Srilekha has also contributed to sustainable livelihood projects and legal aid programs for survivors of sex trafficking. She has been conducting research based programs on maternal health, mental health, gender based violence, sex and sexuality. Her interest lies in conducting workshops for young people on life skills, feminism, gender and sexuality, trauma, resilience and interpersonal relationships.

A Guwahati-based college student pursuing her Masters in Tata Institute of Social Sciences, Bidisha started the #BleedwithDignity campaign on the technology platform Change.org, demanding that the Government of Assam install
biodegradable sanitary pad vending machines in all government schools across the state. Her petition on Change.org has already gathered support from over 90000 people and continues to grow.

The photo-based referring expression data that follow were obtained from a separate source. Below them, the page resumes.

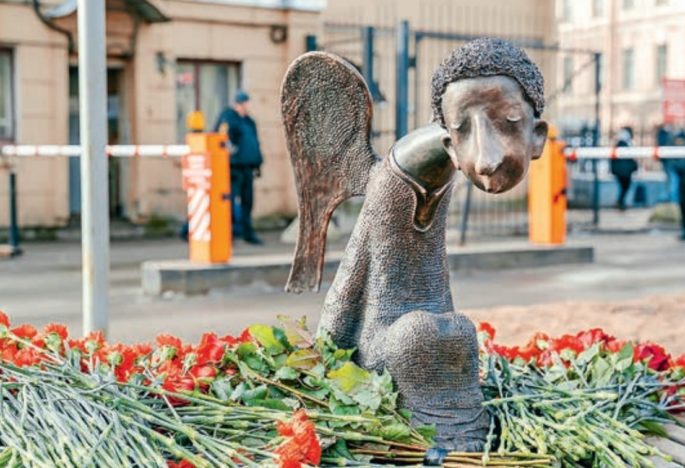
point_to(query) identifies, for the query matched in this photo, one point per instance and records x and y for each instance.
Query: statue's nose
(488, 150)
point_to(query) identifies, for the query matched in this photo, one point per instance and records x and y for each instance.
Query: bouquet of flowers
(280, 396)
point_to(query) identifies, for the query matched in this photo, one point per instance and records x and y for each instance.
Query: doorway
(117, 131)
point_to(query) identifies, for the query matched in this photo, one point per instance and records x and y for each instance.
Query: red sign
(673, 104)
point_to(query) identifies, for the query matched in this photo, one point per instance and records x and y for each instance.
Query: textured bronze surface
(326, 110)
(391, 298)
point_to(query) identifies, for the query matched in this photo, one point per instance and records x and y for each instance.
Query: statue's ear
(449, 147)
(539, 138)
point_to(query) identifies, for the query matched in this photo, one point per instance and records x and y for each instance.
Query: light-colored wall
(198, 31)
(642, 28)
(220, 33)
(40, 84)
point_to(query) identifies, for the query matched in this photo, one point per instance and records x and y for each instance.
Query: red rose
(301, 444)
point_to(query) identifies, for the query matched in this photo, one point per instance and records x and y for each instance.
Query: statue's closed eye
(461, 125)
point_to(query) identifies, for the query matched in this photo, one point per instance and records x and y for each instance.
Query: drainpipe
(53, 26)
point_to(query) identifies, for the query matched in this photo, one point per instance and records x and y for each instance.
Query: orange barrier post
(206, 179)
(547, 195)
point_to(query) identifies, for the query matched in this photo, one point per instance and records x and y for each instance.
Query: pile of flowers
(283, 397)
(588, 399)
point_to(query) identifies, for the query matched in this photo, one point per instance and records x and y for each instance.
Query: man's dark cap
(241, 96)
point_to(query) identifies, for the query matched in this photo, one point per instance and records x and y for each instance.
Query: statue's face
(493, 133)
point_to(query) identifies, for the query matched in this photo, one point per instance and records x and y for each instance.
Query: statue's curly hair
(488, 57)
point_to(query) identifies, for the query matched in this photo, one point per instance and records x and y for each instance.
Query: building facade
(640, 42)
(164, 58)
(167, 57)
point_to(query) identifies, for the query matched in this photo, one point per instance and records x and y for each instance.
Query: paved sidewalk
(44, 285)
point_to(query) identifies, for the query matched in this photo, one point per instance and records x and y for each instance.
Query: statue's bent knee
(433, 359)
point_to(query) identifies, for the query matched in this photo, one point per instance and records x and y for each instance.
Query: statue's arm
(422, 156)
(422, 161)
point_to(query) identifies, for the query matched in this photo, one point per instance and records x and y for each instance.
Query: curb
(271, 271)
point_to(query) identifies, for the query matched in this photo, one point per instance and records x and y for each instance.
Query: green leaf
(654, 428)
(271, 404)
(624, 359)
(264, 334)
(286, 373)
(303, 359)
(238, 392)
(257, 393)
(222, 388)
(349, 377)
(602, 372)
(395, 432)
(296, 331)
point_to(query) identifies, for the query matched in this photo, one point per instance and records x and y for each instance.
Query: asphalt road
(44, 286)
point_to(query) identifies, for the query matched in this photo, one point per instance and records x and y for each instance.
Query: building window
(601, 73)
(205, 86)
(568, 75)
(6, 96)
(566, 11)
(661, 65)
(628, 74)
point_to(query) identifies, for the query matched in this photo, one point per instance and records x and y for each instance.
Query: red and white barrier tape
(632, 152)
(119, 151)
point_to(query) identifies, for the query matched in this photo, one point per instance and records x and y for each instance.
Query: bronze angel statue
(391, 298)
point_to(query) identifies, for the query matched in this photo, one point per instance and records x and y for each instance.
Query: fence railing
(111, 150)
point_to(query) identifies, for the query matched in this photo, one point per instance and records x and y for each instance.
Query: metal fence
(398, 61)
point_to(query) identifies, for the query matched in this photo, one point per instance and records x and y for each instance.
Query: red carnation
(4, 319)
(301, 444)
(656, 356)
(211, 349)
(487, 328)
(181, 464)
(679, 361)
(569, 342)
(58, 328)
(25, 331)
(590, 337)
(169, 340)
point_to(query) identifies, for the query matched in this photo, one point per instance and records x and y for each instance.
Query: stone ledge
(185, 277)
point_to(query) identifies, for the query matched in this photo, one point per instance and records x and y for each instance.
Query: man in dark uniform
(246, 160)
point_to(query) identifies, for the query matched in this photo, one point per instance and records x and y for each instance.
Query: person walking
(623, 168)
(246, 161)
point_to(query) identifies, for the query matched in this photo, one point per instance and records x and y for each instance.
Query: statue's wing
(326, 110)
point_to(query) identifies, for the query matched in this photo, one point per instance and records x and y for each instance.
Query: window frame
(197, 92)
(11, 138)
(660, 74)
(628, 85)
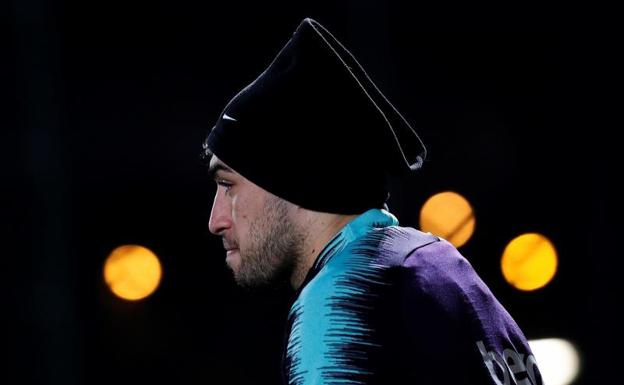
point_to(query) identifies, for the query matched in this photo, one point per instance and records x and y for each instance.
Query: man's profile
(301, 158)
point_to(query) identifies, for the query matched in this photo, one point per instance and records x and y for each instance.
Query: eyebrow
(212, 170)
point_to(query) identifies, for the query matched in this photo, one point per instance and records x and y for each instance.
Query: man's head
(260, 231)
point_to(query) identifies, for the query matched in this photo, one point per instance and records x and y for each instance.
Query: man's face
(262, 241)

Bidisha was selected in Change.org’s flagship program ‘She Creates Change’ having run successful online advocacy
campaigns, which were widely recognised. Through the #BleedwithDignity campaign; she organised and celebrated World Menstrual Hygiene Day, 2019 in Guwahati, Assam by hosting a wall mural by collaborating with local organisations. The initiative was widely covered by national and local media, and the mural was later inaugurated by the event’s chief guest Commissioner of Guwahati Municipal Corporation (GMC) Debeswar Malakar, IAS.